Thursday, March 26, 2009

Losing a "Pet"

I was just at the vet and a couple of ladies brought in their 8, 6-week old, Springer Spaniel puppies. Because of that connection to Dad, I had to come back to this...

There are "pets" and there are "pets" and we can discuss the root word and the various popular usages and accepted definitions however, I'm talking about those companion animals who live with us, some lucky few of us, all day every day. One such is our Bailey shown at left.

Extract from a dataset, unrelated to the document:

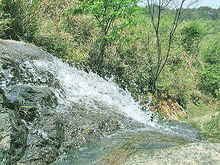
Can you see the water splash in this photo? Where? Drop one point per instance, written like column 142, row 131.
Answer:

Bailey is a miniature schnauzer, 6-years old (now 9) and has been with us since she was 8 weeks old. She has traveled the U.S. with us, riding hours in air conditioned comfort in her crate, sniffing her way across 20+ states. She spent nearly 2 years "on-duty" with the National Guard as I worked in my office. She visits with the neighbors, watches her "nephew"/our grandson carefully when he visits, and raises the alarm whenever a stranger approaches. She also welcomes each of us home so that the other knows we'll soon be reunited. She has even done public relations work at The Spoils of War! She is a nearly constant companion. I am not looking forward to that sad day...

What brought this to mind is that a friend lost his friend. This is common, unavoidable and never any fun at all. Nobody I know has been glad to see their pal die. If you read the various shooting/hunting forums, you know this happens most every day and that some/many have to have their buds euthanized/put-down. A sad situation indeed. That they feel a need to talk about it publicly shows just how difficult this is for them.

So it was for my father. On the day he died he had to talk about his "favorite", Donna. Donna was an English Springer Spaniel Dad had raised from birth (he'd been breeding ESPs).  Donna apparently died while Dad was in Italy in 1946 or 1947. He had a photo of Donna (when we only took photos of important things) and had a portrait painted of the dog. Even after 53 years when he spoke of that dog it was clear that Donna's passing still affected him. In fact, he spoke of Donna in much the same way he talked about my brother who died when he was 8-years old (in 1981). This seems illustrative to me of the impact a companion animal can have.

What do I believe? I believe that heaven can't be heaven without dogs (and perhaps, cats) and I'm anticipating seeing all our dogs in heaven. Some others, and not a few, feel the same way. Somebody among them authored the following.

Rainbow Bridge

Just this side of heaven is a place called Rainbow Bridge. When an animal dies that has been especially close to someone here, that pet goes to Rainbow Bridge. There are meadows and hills for all our special friends so they can run and play together. There is plenty of food, water, and sunshine and our friends are warm and comfortable.

All the animals who have been ill and old are restored to health and vigor; those who were hurt or maimed are made whole and strong again, just as we remember them in our dreams of days and times gone by. The animals are happy and content, except for one small thing; they each miss someone very special to them, who had to be left behind. They all run and play together, but the day comes when one suddenly stops and looks into the distance. His bright eyes are intent; his eager body begins to quiver. Suddenly, he begins to run from the group, flying over the green grass, his legs carrying him faster and faster.

You have been spotted, and when you and your special friend finally meet, you cling together in joyous reunion, never to be parted again. The happy kisses rain upon your face; your hands again caress the beloved head, and you look once more into the trusting eyes of your pet, so long gone from your life but never absent from your heart.

Then you cross Rainbow Bridge together...

and there is Kipling

The Power of the Dog

There is sorrow enough in the natural way
From men and women to fill our day;
But when we are certain of sorrow in store,
Why do we always arrange for more?
Brothers and sisters, I bid you beware
Of giving your hearts to a dog to tear.

Buy a pup and your money will buy
Love unflinching that cannot lie -
Perfect passion and worship fed
By a kick in the ribs or a pat on the head.
Nevertheless it is hardly fair
To risk you heart for a dog to tear.

When the fourteen years that nature permits,
Are closing in asthma, or tumor, or fits,
And the Vet's unspoken prescription runs
to lethal chambers or loaded guns,
Then you will find - it's your own affair
But - you've given your heart to a dog to tear.

We've sorrow enough in the natural way
When it comes to burying Christian clay.
Our loves are not given, but only lent
At compound interest of cent per cent,
For when debts are payable, right or wrong,
A short time loan is as bad as a long -
So why in Heaven (before we are there)
Should we give our hearts to a dog to tear?

When the body that lived at your single will,
When the whimper of welcome is stilled
When the spirit that answered your every mood
Is gone - wherever it goes - for good,
You soon discover how much you care,
And give your heart to a NEW dog to tear.